Ma génération était celle des enfants de la guerre. Mes parents avaient une dizaine d’années en 1945, le traumatisme laissé par la découverte des camps de concentration et l’horreur nazie étaient encore dans toutes les mémoires. Nos professeurs nous avaient fait lire Camus, Aragon, Sartre. Nous connaissions tous les dernières paroles de La Résistible Ascension d’Arturo Ui[2] (« Le ventre est encore fécond d’où a surgi la bête immonde »). Nous avions tous en tête le final en demi-teinte de La Peste : « Écoutant, en effet, les cris d’allégresse qui montaient de la ville, Rieux se souvenait que cette allégresse était toujours menacée. Car il savait ce que cette foule en joie ignorait, et qu’on peut lire dans les livres, que le bacille de la peste ne meurt ni ne disparaît jamais, qu’il peut rester pendant des dizaines d’années endormi dans les meubles et le linge, qu’il attend patiemment dans les chambres, les caves, les malles, les mouchoirs et les paperasses, et que, peut-être, le jour viendrait où, pour le malheur et l’enseignement des hommes, la peste réveillerait ses rats et les enverrait mourir dans une cité heureuse. »

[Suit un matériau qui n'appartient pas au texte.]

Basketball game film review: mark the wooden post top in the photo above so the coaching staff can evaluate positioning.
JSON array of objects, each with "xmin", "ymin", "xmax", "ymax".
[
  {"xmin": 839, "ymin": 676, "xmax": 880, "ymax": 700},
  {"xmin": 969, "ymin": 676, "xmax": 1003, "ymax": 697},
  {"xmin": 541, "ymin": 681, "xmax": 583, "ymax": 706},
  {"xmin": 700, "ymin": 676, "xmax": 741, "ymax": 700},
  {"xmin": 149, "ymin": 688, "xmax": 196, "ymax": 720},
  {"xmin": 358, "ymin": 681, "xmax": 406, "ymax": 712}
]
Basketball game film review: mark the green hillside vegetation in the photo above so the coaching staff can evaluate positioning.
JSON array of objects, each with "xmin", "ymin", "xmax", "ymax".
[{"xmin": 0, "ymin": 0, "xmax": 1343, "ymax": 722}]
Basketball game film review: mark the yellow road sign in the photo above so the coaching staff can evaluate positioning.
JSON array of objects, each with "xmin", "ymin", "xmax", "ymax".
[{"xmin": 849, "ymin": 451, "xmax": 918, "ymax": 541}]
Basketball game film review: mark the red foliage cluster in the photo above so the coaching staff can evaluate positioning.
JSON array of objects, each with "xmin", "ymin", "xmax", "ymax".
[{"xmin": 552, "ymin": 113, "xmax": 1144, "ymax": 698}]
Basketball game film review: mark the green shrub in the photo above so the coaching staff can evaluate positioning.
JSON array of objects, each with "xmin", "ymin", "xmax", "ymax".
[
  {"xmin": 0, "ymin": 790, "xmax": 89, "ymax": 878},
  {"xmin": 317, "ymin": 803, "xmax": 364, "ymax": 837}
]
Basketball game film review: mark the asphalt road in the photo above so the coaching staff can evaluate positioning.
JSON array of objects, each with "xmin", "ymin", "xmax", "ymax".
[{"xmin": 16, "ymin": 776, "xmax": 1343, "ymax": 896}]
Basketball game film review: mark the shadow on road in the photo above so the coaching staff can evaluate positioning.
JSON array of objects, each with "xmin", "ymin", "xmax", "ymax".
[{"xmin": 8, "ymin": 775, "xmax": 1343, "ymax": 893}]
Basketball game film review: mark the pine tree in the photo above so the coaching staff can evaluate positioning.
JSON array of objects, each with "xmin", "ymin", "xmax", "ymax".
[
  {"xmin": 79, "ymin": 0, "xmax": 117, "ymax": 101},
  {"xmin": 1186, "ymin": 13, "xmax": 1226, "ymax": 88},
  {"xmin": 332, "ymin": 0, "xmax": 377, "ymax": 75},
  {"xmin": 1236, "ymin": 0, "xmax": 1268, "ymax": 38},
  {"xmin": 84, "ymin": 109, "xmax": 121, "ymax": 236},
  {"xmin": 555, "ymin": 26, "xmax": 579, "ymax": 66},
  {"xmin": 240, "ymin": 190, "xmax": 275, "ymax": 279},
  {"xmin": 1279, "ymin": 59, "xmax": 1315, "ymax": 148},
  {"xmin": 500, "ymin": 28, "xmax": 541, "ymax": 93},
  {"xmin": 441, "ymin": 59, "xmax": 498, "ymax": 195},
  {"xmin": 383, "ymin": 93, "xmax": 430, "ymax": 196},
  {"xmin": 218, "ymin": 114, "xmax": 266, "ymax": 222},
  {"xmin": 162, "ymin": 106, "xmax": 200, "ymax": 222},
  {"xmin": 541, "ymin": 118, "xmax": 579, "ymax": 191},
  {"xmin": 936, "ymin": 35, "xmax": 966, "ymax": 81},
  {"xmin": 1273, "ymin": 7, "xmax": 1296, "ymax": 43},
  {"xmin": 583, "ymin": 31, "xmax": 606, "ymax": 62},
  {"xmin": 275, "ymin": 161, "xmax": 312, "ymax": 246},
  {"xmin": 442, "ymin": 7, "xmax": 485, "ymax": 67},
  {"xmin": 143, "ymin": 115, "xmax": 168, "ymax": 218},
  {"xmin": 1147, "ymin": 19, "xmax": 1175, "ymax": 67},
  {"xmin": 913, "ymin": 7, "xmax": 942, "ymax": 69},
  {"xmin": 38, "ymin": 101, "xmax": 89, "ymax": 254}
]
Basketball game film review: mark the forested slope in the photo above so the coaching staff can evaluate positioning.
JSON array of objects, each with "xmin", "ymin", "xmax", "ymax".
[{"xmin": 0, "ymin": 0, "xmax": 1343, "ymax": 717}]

Alors j’ai lu Matin brun en classe. J’ai parlé aux élèves de ces personnages de Charlie et du narrateur, deux braves types qui aiment siroter un café tranquille, jouer au tiercé, regarder la finale de la Coupe des coupes ou se faire une partie de cartes. Quand ils apprennent qu’une directive leur impose de tuer les chats et chiens qui ne sont pas bruns, ils le font, se disant qu’au fond, ce n’est pas très grave. Mais la politique de ségrégation ne s’arrête pas là : bientôt la presse libre disparaît, certains livres (« une affaire pas très claire » pour le narrateur) sont retirés des bibliothèques. Il devient prudent d’utiliser l’adjectif brun ou brune à la fin de ses phrases : « […] après tout, le langage c’est fait pour évoluer et ce n’était pas plus étrange de donner dans le brun, que de rajouter ‘‘putain con’’, à tout bout de champ… »
De compromissions en petites lâchetés, Charlie et son ami acceptent l’état brun jusqu’au jour où l’impossible se produit : ce sont les propriétaires de chiens bruns qui sont visés, puis tous ceux qui en ont possédé un. Charlie disparaît.
Je ne suis pas sûr d’avoir convaincu mes élèves de l’époque, qui, très pragmatiques, trouvaient absurde le programme de « l’état brun ». Mais qu’importe, le texte était accessible ; chez certains, il a fait mouche. Il a permis de montrer comment la mise en place d’un état autoritaire passe par des mesures qui semblent anodines, mais dont l’arbitraire est toujours significatif d’une menace.